Cet été, l’Exposition universelle à Osaka invite à explorer, entre autres, le pavillon du Luxembourg. Il y a près de 90 ans, une autre Exposition universelle, à Paris cette fois, n’attirait pas moins de 31 millions de visiteurs ‒ parmi eux, une femme de lettres luxembourgeoise : Anne Beffort.
Première professeure de français du Lycée de jeunes filles nouvellement créé en 1909 au Limpertsberg, Anne Beffort est également, avec Marie Speyer, la première femme luxembourgeoise à décrocher un doctorat. Grande admiratrice des œuvres de Victor Hugo, c’est à son initiative que l’État luxembourgeois achète la maison dans laquelle l’écrivain vécut lors de son exil à Vianden, une soixantaine d’années plus tôt. En 1937, année de l’Exposition universelle mentionnée ci-dessus, Beffort devient présidente des Amis de la Maison de Victor Hugo et le restera jusqu’à sa mort en 1966.
Le legs de cette femme de lettres dynamique, conservé au Centre national de littérature, comprend non seulement sa correspondance, sa thèse de doctorat consacrée au poète Alexandre Soumet, mais aussi des diplômes, des photographies, ainsi qu’une « carte de légitimation » à première vue peu remarquable.
Nominative, cette carte délivrée à Beffort pour une somme de 20 francs français lui donne droit à une réduction de 50% sur dix entrées à l’Exposition universelle de Paris. Un premier tampon daté du 3 septembre 1937 indique un voyage en train, tandis qu’un second montre que, le jour suivant, un dimanche, la professeure visite les pavillons installés dans les Jardins du Trocadéro, eux-mêmes fraîchement inaugurés.
Le pavillon du Luxembourg se situe entre ceux de la Roumanie, d'Israël en Palestine, de l’Autriche et de Monaco.
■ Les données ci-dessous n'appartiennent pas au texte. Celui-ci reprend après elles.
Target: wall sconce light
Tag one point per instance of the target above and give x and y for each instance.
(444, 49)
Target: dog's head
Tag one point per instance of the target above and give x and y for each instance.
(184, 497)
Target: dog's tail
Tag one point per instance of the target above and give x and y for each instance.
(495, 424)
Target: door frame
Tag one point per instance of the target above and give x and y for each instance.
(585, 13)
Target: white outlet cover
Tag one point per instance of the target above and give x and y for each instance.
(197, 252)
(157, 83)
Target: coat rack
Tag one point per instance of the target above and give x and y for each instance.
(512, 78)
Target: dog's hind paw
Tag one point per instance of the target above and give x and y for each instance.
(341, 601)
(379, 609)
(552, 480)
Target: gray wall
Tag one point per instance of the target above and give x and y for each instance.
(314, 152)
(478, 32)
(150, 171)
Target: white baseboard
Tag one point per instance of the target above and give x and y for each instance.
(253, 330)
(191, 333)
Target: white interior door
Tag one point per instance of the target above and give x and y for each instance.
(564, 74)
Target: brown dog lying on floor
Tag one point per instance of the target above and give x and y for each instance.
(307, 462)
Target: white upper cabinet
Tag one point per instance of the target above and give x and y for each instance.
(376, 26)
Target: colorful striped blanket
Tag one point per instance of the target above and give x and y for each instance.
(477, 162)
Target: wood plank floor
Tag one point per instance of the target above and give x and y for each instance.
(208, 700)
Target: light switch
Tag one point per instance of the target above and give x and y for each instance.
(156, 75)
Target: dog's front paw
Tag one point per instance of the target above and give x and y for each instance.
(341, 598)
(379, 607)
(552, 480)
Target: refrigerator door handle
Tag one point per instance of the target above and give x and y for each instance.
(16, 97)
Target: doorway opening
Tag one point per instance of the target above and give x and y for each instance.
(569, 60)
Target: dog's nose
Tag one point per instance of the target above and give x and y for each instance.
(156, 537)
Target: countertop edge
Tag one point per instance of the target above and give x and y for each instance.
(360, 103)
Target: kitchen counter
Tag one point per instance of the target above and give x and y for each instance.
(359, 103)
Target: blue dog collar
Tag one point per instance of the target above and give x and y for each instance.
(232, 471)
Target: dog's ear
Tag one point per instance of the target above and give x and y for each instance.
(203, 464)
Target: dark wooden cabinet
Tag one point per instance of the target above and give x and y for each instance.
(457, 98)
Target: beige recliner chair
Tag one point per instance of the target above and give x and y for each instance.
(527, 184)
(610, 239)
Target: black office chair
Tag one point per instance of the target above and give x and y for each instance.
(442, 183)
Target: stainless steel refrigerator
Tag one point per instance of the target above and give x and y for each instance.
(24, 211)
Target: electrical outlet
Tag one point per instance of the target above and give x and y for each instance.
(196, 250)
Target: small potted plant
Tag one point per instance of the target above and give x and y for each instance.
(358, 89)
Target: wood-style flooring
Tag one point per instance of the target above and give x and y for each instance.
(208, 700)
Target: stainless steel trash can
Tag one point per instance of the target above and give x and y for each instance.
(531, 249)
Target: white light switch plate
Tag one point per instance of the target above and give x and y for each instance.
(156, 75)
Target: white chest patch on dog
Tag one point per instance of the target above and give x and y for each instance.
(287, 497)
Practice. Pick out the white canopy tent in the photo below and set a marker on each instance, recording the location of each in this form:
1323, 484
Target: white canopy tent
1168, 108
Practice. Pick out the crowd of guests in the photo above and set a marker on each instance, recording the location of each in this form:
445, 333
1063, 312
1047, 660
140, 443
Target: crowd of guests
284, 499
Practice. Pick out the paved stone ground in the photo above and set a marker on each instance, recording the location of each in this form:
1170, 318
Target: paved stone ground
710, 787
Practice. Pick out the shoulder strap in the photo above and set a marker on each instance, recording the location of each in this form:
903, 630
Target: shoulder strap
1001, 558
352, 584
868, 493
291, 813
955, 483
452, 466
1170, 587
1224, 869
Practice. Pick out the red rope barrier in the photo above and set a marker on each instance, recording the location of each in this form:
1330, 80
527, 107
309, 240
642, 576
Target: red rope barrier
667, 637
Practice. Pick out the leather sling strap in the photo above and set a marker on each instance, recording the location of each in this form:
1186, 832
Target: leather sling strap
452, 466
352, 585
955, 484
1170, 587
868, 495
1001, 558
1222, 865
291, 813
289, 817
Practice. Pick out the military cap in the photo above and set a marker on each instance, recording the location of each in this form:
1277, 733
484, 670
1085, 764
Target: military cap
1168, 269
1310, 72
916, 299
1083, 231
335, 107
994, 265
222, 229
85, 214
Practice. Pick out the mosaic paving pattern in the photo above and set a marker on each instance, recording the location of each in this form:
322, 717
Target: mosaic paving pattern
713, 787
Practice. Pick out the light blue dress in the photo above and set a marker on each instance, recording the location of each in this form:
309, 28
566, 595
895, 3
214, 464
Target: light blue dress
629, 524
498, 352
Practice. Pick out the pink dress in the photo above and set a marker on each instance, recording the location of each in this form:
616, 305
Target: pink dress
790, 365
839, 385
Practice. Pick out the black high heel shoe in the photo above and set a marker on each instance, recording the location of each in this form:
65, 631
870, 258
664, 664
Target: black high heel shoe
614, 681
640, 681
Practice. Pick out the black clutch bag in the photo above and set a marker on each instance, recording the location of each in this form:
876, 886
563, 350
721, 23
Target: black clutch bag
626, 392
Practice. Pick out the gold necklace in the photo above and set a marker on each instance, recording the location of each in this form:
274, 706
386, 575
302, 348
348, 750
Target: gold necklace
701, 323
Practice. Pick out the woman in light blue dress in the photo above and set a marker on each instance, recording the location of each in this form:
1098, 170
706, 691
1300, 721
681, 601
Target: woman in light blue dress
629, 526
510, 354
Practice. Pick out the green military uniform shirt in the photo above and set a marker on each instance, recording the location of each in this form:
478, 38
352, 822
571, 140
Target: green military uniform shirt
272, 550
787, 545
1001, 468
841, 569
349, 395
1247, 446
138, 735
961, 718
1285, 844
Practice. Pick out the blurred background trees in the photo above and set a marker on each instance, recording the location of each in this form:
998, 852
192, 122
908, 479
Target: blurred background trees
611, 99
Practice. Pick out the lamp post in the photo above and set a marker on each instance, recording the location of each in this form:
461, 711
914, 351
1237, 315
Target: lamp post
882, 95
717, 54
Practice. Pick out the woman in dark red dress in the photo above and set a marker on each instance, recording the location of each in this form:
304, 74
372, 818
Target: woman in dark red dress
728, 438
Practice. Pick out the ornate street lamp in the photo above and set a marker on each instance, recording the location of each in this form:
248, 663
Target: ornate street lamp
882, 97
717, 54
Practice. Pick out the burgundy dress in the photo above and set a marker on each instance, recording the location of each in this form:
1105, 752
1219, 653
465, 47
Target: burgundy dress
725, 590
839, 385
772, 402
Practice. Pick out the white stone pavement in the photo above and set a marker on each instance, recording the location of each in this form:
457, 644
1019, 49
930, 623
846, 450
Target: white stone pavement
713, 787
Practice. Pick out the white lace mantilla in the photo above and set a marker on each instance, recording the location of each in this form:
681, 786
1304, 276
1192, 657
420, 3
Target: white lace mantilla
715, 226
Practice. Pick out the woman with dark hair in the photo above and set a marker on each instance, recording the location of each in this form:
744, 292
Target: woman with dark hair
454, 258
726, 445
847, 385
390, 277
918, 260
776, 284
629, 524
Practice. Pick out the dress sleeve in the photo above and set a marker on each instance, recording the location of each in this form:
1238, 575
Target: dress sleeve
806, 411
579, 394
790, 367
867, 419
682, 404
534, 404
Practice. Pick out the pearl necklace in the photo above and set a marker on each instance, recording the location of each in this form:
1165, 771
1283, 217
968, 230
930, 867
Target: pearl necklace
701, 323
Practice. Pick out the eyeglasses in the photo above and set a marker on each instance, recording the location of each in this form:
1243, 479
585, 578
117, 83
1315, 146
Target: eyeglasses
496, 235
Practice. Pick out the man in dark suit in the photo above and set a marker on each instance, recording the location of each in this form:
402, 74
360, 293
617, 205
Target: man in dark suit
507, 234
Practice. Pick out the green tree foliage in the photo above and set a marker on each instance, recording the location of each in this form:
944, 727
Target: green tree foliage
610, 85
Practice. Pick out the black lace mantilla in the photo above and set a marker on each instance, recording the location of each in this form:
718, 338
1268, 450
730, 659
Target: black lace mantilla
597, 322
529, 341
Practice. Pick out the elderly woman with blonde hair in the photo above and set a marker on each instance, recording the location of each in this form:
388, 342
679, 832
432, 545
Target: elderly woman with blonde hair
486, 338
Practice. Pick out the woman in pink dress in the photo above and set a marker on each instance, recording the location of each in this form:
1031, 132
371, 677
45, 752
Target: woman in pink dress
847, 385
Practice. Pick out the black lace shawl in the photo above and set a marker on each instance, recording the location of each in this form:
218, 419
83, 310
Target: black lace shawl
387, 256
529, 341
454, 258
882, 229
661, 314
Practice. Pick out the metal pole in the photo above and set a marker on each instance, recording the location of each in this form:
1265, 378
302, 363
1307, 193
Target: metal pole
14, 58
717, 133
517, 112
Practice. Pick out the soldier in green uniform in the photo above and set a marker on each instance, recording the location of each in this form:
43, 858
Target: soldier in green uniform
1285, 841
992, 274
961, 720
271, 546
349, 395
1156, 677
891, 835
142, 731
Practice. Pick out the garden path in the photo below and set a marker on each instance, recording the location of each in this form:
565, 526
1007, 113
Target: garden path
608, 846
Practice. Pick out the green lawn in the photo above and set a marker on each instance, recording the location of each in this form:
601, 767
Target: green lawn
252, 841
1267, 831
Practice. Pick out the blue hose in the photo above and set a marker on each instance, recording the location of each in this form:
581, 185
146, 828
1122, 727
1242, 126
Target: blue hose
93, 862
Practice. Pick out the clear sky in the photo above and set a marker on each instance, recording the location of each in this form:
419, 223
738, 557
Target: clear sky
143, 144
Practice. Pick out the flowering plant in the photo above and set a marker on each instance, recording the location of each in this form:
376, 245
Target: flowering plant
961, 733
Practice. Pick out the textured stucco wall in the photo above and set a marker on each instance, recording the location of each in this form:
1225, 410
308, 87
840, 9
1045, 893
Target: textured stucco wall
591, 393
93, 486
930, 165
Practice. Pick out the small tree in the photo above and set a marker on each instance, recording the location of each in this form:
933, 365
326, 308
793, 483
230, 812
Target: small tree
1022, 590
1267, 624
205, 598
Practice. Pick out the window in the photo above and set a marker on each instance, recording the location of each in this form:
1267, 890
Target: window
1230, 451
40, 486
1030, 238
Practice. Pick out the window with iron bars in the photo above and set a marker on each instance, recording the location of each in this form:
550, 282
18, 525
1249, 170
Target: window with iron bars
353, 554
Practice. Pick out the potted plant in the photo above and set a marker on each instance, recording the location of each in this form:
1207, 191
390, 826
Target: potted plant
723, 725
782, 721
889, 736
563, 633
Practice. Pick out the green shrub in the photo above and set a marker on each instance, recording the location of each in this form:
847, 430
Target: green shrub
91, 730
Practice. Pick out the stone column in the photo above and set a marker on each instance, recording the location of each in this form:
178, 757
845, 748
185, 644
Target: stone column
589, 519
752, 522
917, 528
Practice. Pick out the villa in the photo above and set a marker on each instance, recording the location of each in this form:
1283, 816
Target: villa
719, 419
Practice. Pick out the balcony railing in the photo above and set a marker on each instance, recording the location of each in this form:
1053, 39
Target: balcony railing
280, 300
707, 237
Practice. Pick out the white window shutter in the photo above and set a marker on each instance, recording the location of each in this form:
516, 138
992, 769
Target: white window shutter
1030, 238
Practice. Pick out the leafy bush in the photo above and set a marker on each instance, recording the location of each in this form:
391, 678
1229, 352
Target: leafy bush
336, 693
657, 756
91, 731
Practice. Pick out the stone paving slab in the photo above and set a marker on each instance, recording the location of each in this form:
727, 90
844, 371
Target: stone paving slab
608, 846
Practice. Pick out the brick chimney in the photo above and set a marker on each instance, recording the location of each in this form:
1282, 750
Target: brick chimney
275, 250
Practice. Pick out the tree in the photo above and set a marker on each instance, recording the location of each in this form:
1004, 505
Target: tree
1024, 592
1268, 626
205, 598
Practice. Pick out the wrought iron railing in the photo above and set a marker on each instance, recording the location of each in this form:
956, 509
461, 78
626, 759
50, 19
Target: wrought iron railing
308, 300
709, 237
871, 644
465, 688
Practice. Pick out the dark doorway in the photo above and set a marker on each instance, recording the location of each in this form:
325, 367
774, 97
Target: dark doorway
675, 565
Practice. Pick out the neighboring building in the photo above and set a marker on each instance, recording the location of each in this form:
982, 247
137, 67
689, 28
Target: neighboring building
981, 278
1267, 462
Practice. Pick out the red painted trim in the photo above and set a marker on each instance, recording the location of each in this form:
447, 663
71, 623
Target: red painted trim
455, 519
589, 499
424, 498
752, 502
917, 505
Un catalogue à la couverture dorée, édité par le Gouvernement luxembourgeois, présente les différentes parties du pavillon conçu par l’architecte Nicolas Schmit-Noesen. Sa façade extérieure offre une vue des ponts enjambant la vallée de l’Alzette à Luxembourg-ville. Dans la salle d’honneur, on retrouve quatre peintures géantes, réalisées par Paul Jouve, des châteaux de Bourglinster, Esch-sur-Sûre, Bourscheid et Vianden. Ces œuvres rappelèrent-elles à Beffort les dessins de châteaux luxembourgeois que Victor Hugo se plaisait à réaliser? En feuilletant le catalogue, on repère parmi les contributeurs des auteurs francophones tels que Marcel Noppeney et Joseph Hansen. Dans l’article « La langue et la culture françaises en Luxembourg », ce dernier affirme que la langue française est un « ferment actif de notre vie intellectuelle » et fait l’éloge de l’anthologie des Cahiers luxembourgeois parue quelques mois plus tôt, contenant entre autres le charmant conte « La Noël du braconnier » signé Anna Beffort.
Hormis la carte de légitimation, existe-t-il une autre trace du séjour d’Anne Beffort à Paris ? Interrogeons ses Souvenirs, deux volumes de mémoires publiés en 1961. L’année 1937 y est dédié à l’auteur français Maurice Bedel qui, à la grande joie d’Anne Beffort, rendit visite à sa classe de lycée (tome I, p. 220-235). L’auteur y est reçu avec un « enthousiasme, si naturel à l’âge de 17 ou 18 ans, il faut le garder en son âme tout le long de sa vie ». La lecture de ses souvenirs convainc aisément de la capacité d’Anne Beffort à préserver son émerveillement pour la vie.
Bien que l’exposition universelle n’y soit finalement point mentionnée, le style engageant d’Anne Beffort assure toutefois une lecture divertissante. Quelle meilleure ‹ légitimation › pour s’intéresser à cette carte, vieille près de 90 ans, que ces récits pleins de passion et de vie !
Sandra Schmit
Illustration :
Carte de légitimation [ticket d'entrée et titre de transport] pour l'Exposition internationale à Paris, 1937. 9 x 12 cm. CNL Fonds Anne Beffort, L-205 ; III.1-4.